Les Imposteurs
Les Imposteurs affiche

(The Deceivers)

1988

Réalisé par: Nicholas Meyer

Avec: Pierce Brosnan, Shashi Kapoor, Saeed Jaffrey

Film fourni par Rimini Éditions

Bien que sa carrière soit relativement discrète, le cinéaste Nicholas Meyer a marqué de son empreinte les années 1980 et 1990. Davantage connu pour son parcours de scénariste que de réalisateur, il peut néanmoins se vanter d’avoir émerveillé une génération entière, le regard tourné vers les étoiles.
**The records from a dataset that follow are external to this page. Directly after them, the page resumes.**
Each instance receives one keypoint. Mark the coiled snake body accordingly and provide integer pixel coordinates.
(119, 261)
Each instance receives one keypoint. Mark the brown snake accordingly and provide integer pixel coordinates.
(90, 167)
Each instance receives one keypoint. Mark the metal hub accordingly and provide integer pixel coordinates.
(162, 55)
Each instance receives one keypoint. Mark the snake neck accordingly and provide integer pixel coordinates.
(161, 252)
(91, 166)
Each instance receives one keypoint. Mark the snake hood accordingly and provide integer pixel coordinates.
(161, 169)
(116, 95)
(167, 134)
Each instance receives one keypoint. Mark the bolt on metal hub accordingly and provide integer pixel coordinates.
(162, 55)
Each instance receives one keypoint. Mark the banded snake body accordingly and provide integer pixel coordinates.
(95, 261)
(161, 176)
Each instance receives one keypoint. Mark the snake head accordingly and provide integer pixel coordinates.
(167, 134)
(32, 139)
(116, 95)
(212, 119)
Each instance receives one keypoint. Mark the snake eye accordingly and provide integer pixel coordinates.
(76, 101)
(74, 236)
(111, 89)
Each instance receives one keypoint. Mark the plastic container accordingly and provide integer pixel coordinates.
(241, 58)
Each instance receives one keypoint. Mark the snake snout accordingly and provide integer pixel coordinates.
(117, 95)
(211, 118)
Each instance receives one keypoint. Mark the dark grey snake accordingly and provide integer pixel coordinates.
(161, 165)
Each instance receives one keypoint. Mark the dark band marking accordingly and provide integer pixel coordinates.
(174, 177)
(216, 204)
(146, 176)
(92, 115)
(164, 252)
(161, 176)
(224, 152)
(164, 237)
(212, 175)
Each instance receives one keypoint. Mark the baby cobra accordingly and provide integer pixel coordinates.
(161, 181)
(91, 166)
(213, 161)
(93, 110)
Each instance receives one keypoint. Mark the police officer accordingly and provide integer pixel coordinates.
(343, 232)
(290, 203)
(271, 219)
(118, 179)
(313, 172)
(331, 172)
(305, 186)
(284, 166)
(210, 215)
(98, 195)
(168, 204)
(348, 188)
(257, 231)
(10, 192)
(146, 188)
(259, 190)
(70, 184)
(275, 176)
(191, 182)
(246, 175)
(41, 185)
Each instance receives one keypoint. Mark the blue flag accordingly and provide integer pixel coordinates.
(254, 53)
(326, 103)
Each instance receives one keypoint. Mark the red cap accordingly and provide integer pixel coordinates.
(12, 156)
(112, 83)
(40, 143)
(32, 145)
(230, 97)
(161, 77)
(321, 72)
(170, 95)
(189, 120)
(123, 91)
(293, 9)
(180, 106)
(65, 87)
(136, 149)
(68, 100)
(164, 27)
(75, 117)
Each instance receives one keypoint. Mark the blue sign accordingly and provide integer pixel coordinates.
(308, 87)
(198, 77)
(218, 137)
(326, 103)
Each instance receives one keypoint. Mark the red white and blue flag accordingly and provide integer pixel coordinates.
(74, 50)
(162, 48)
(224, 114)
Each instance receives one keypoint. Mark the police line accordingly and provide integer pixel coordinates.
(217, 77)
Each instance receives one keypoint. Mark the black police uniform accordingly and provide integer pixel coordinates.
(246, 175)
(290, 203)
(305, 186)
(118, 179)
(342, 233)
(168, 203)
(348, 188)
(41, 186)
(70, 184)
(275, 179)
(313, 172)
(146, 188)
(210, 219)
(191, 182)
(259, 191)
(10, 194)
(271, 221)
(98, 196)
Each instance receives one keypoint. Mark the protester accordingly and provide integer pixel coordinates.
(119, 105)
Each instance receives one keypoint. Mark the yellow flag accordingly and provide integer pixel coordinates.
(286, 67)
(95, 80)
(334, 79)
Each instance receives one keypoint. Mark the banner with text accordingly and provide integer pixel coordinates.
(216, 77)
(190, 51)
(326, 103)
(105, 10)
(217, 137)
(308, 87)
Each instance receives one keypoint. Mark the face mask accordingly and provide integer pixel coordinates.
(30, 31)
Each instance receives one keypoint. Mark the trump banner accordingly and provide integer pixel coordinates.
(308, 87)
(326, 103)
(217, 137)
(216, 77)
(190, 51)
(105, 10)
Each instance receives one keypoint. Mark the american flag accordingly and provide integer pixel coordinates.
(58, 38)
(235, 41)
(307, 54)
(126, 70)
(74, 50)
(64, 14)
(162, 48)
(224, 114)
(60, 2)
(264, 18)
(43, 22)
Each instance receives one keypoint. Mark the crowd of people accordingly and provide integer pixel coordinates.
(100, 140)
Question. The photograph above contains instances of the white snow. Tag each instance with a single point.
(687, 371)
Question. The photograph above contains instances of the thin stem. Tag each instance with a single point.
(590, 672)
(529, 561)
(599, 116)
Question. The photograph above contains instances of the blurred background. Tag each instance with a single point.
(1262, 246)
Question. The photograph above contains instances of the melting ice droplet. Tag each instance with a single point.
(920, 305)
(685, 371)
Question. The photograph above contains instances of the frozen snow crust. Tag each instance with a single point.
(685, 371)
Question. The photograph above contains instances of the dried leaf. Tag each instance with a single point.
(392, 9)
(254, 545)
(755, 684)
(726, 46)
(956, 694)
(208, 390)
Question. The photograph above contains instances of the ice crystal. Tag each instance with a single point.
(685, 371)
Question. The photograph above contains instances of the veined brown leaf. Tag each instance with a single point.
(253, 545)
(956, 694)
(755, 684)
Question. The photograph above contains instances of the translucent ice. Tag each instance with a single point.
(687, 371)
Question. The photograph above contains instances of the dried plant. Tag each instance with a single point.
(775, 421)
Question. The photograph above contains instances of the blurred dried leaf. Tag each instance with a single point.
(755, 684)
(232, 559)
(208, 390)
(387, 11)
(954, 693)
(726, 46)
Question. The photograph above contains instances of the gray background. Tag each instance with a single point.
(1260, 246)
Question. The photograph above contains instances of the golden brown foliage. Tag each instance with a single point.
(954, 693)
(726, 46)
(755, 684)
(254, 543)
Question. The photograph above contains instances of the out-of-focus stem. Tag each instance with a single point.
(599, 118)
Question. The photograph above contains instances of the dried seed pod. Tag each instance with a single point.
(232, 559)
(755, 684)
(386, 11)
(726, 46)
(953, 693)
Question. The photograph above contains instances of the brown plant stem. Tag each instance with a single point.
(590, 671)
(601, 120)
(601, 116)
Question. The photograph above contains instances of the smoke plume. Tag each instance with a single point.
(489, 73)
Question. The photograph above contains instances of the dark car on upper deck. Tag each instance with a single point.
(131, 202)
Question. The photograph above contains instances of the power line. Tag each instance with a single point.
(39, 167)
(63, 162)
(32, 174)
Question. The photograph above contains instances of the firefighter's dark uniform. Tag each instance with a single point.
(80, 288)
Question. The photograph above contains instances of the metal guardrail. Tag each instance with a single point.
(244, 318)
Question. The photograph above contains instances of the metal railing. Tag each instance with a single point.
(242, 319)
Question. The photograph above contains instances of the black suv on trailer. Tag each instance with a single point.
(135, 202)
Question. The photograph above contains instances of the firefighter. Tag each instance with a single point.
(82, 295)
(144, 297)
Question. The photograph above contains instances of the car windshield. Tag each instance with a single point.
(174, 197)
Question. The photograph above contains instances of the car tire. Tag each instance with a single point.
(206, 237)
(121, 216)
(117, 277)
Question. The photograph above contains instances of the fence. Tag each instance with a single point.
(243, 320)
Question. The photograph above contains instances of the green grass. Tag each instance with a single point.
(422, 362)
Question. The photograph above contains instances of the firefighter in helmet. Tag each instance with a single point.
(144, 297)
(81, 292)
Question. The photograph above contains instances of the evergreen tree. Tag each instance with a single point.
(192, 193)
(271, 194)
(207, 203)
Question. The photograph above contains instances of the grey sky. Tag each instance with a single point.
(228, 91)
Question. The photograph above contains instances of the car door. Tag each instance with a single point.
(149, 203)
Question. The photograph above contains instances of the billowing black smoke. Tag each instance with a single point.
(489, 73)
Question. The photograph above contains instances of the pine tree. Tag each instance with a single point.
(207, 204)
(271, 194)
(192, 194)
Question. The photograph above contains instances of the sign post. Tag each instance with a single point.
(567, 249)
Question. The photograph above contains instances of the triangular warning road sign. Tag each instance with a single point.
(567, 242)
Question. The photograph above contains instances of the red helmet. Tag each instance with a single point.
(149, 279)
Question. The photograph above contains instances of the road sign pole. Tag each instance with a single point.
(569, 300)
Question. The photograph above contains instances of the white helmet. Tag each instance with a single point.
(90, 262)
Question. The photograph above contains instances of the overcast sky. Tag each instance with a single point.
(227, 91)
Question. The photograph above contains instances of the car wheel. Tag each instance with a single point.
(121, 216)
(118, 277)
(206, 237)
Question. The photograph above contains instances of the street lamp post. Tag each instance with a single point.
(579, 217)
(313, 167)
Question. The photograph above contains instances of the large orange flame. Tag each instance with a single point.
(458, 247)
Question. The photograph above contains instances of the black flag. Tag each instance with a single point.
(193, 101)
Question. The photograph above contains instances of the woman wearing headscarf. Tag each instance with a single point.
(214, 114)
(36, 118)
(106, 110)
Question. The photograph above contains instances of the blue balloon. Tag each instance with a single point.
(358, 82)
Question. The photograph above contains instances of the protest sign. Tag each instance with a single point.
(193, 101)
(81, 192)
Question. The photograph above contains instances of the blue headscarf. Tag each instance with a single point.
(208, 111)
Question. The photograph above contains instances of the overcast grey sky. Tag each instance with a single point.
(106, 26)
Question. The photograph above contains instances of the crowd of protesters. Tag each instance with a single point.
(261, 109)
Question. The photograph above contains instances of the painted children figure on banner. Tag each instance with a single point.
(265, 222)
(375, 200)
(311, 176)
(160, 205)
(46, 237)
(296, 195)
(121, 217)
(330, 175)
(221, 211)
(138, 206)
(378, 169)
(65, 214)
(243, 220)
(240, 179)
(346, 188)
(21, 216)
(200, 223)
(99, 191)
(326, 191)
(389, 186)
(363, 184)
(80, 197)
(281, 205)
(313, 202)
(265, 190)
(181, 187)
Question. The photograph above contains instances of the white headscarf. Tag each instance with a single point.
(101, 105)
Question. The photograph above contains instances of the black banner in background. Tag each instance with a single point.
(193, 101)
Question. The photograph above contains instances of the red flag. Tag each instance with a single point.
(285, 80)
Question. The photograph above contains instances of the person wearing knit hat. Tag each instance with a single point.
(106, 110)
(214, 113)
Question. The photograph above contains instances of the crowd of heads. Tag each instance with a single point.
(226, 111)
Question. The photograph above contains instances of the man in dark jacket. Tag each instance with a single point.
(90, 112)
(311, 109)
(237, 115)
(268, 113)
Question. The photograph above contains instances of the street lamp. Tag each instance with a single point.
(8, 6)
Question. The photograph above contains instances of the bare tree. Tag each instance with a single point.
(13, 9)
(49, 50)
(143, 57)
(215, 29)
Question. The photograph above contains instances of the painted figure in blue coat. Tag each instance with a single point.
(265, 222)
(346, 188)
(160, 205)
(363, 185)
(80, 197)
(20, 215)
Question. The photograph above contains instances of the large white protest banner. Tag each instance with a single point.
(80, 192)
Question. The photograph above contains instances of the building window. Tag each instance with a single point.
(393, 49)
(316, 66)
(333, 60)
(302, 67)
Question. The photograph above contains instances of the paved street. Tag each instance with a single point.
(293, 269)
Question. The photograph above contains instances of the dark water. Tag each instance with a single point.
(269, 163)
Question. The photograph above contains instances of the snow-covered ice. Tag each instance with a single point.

En 1982, il porte à l’écran Star Trek II : La Colère de Khan, épisode cher au cœur des fans, et signe ainsi une première collaboration avec la licence culte, avant d’y revenir en 1991 pour Star Trek VI: Terre inconnue. Nicholas Meyer ne se destine pourtant pas exclusivement à la science-fiction, ses talents sont multiples, et entre ces deux longs métrages stellaires, il s’essaye à tout type de films, unis par un souffle de l’aventure récurrent. Ainsi, en 1988, il quitte l’immensité insondable de l’espace pour Les Imposteurs, une fresque historique inscrite dans l’Inde du début du XIXème siècle. Un projet de grande ampleur qui fait fi d’une reconstitution hollywoodienne factice pour tourner l’intégralité de ses plans dans le pays asiatique, gage d’une certaine authenticité. À cette occasion, Nicholas Meyer croise la route d’un acteur qui allait par la suite devenir culte: le futur James Bond, Pierce Brosnan. Encore débutant à l’époque, bien qu’il ait connu le succès à la télévision avec Remington Steele, l’irlandais endosse pour l’une des premières fois le rôle principal d’un long métrage. Une performance qui exige le meilleur de lui-même, ainsi que de la nuance dans le jeu, tandis que son personnage est poussé dans ses derniers retranchements, tout au long de cette histoire inspirée de faits réels.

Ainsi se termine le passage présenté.